Climbing a Tree, and Finding a Whole World
Around the age of 10 or 11 I lived in a home that was once a one-room school house in a rural part of upstate New York. By then our house had been updated and expanded and was effectively a split level.
We had a large back-yard and the house was surround on three sides by a dense forest. Woods where my brother and I built a tree house, set off on many adventures, and where, once, my brother drove an ATV and got lost. (He followed our dog back to the house, walking, leaving the vehicle abandoned for days until our family found it by walking a grid pattern through the forest.)
On the edge of our side yard, there was a large maple tree. A tree which grew for decades, with strong, thick, and sturdy branches. It is in this tree that I would climb, a small book bag slung over my shoulder, up into the higher boughs. I would brace my back against the trunk, straddling a strong branch, perched high above the ground overlooking the rooftop of our house. From here I was the king of the sky, secretly squirreled away amongst the rustling leaves. Summer winds would create a nice white noise, accompanied by the calls of local birds.

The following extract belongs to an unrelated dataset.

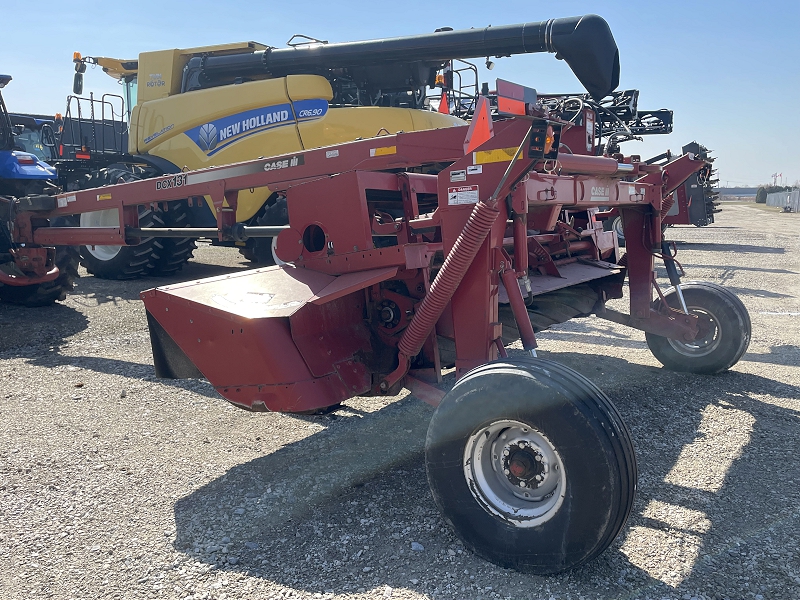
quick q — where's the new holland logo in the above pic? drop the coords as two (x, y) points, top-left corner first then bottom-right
(185, 99), (328, 157)
(197, 123), (218, 152)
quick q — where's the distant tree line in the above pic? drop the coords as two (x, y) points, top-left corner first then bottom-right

I would sit in that tree for hours and read. Ambitiously, I would scale the reaches with multiple books in my bag, consuming page after page of biographies about George Washington Carver or Helen Keller, reading Asimov and Stephen King, discovering Charles Dickens' land of Oliver Twist.
Research shows that our perception of good food and fine wine is greatly influenced by atmosphere. When we are surrounded by friends and family for a special occasion, the meal we have at the nice restaurant in town is greatly enhanced by the mood we are in. I believe this to be true. I think it is also true about how we perceive a book we read or music we listen to or a movie we watch. As an example, Action Jackson certainly didn't win any awards, but to my wife and I, it is one of our favorites, as it was the movie we saw on our first date.
There is a fondness about the topics I explored sitting in that tree that is hard to recreate. The whole world was yet to be discovered, and I was learning and exploring through those books.
Last summer we planted a 16 foot willow tree in our back yard. It's more than a sapling, but far from the large tree this will eventually grow into. My oldest daughter grew rather excited when we told her we were having this tree planted. Once she saw it she said, "I wish it were much bigger. I'd like to climb up into that tree and read a book."
I couldn't help but smile a little when I replied, "I know exactly what you mean, Allison".